Wright was born into a protestant family. His father was a preacher of the unitary church, from which he inherited a romantic view, in continuous searching of the universality and the non-conformism. In 1885 he began to study civil engineering at Wisconsin University and worked as a draughtsman for an engineer-constructor. Two years later, in 1887 he was placed in Chicago where he worked for Joseph Lyman Silsbee, an architect of picturesque nature. Shortly afterwards he became a member of Louis Sullivan’s and Dankmar Adler’s studio, and he was responsible for it in 1889. In thid year, he started the construction of his first house, in Oak Park, Chicago (1889-1890).

With Sullivan, he made the Charley’s House in Chicago (1891-1892). But at the same time and independently of his work at Sullivan’s studio, he took part of the construction of the Wainwright Building (1890-1891) and the Schiller Building (1891-1892). In 1893 he broke up with Sullivan and he established on his own account, working as domestic architecture.

In 1901 he began his first great creative phase, the “Prairie Houses” period. In this phase, he made the space a real discipline. His most outstanding works were Susan Lawrence Dana’s House in Springfield ¡1902-1904), Avery Coonley’s House in Riverside (1906-1908) Frederick C. Robie’s House in Chicago (1906) and the unitary temple of Oak Park (1905-1908). He also built the Larkin Company Administration Building in Buffalo, New York (1902-1906) where he tacked the theme of the work space.

Wright published in the Architectural Record magazine in 1908, the called 6 organic architecture principles; although he said he had written them in 1894. The principles are: simplicity and elimination of the superfluous; to each client, his lifestyle and his house style; correlation among the nature, topography and architecture; adaptation and integration of the building in his environment and the harmony of the used materials (conventionalization); material expression; and at least, the analogy between the human qualities and the architecture.

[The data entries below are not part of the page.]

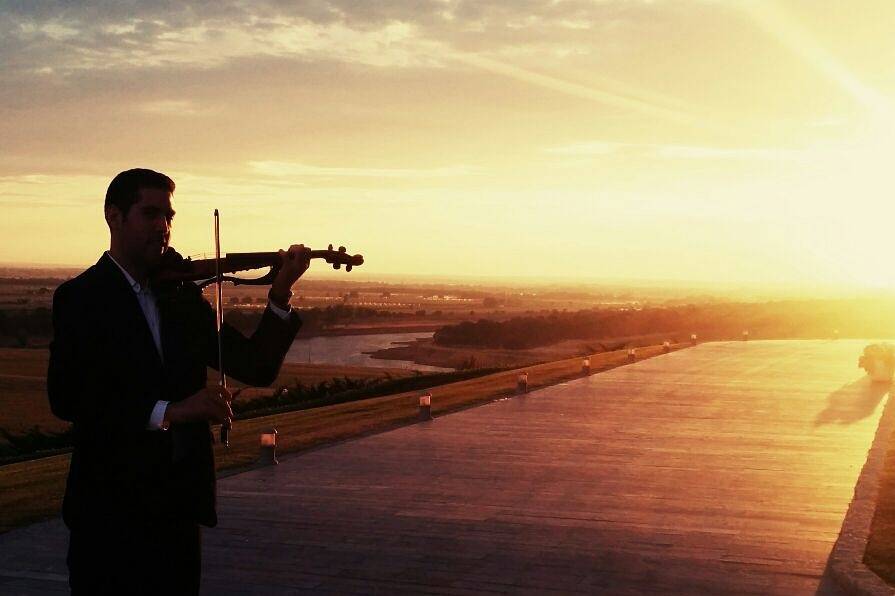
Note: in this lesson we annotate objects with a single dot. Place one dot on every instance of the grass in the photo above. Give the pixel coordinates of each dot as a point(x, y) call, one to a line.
point(36, 443)
point(32, 490)
point(23, 385)
point(880, 552)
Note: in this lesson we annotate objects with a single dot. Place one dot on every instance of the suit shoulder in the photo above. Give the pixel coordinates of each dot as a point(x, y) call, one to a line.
point(80, 286)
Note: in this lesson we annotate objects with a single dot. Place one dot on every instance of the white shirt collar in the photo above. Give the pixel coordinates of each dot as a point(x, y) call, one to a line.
point(135, 286)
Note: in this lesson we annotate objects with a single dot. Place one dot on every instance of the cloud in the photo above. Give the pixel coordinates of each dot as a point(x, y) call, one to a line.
point(69, 36)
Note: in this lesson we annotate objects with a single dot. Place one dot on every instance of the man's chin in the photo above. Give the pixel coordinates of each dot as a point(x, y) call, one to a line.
point(154, 255)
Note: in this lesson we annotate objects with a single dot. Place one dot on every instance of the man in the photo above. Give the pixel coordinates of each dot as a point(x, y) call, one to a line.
point(128, 368)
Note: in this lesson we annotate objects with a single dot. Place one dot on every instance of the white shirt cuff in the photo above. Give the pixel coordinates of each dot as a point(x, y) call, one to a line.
point(157, 416)
point(283, 314)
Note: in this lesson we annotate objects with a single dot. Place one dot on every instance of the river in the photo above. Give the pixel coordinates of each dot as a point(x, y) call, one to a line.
point(350, 350)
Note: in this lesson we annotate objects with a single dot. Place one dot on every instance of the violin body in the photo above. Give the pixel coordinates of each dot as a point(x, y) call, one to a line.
point(175, 268)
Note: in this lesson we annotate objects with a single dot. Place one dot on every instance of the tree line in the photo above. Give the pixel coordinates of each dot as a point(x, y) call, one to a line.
point(784, 319)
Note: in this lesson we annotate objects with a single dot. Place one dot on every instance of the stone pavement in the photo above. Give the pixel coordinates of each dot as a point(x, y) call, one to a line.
point(724, 468)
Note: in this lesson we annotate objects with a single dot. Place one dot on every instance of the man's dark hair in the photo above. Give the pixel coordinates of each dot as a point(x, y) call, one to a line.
point(124, 190)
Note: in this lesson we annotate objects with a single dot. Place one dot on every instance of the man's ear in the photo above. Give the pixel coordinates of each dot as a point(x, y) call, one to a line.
point(114, 217)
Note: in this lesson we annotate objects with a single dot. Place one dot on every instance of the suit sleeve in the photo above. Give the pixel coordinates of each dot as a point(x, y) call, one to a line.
point(83, 384)
point(255, 360)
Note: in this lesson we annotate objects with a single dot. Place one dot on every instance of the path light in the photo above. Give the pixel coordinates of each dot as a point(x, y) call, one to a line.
point(269, 448)
point(522, 383)
point(426, 406)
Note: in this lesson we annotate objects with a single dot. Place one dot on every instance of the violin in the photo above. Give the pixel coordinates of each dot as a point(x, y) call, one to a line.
point(174, 267)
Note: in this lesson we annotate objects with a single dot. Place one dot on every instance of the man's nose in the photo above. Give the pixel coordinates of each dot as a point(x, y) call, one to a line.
point(162, 224)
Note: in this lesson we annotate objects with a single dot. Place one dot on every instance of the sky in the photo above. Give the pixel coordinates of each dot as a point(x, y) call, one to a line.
point(722, 141)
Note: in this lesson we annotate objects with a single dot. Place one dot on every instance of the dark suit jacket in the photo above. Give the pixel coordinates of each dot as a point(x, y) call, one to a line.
point(105, 376)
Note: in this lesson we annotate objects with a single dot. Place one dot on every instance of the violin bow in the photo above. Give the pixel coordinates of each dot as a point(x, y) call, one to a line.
point(219, 312)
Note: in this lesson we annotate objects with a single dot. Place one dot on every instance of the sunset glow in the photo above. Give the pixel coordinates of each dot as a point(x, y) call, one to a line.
point(741, 142)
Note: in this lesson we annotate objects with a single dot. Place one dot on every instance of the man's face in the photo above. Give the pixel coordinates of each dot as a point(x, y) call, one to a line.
point(145, 231)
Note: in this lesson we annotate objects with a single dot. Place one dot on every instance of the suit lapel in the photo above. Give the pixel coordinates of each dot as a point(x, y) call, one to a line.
point(123, 302)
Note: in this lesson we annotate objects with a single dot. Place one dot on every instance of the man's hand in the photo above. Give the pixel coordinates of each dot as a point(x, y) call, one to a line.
point(211, 404)
point(295, 262)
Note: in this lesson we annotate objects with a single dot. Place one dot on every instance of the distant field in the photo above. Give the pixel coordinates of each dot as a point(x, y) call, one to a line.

In 1909 he decided to travel to Europe and he prepared two synoptic publications with the editor Wasmuth in Berlin. In this phase, Wright has already more than 130 works built. He came back to the United States in 1910. In 1922 he was placed in the family lands in Spring Green. Here he planned the called Taliesin House, which would be his house, architecture studio, art gallery and farm. He would extend and modify it during the next years because of two fires in 1914 and 1925.

In 1913 he changed his ornamental language due to European influence and his architecture became more geometric as a consequence, inclusively cubist. This change can be appreciated in the Midway Garden in Chicago (1913-1914) or the Imperial Hotel of Tokyo (1913-1923).

He planned after Mrs. George Madison Millard’s house “The Miniature” in Pasadena (1923), John Storer’s house in Hollywood (1923-1924) and Samuel Freeman’s and Charles Ennis’s houses in Los Ángeles (1923-1924); houses built with reinforced rubblework and walls made of moulding concrete ashlars. But Wright moved to the Arizona desert in 1927, where he found other natural conditions to adapt to. Here he projected a hotel complex in San Marcos, near Chandler, Arizona (1928-1929), which is a growth model that Wright compared with the landscape.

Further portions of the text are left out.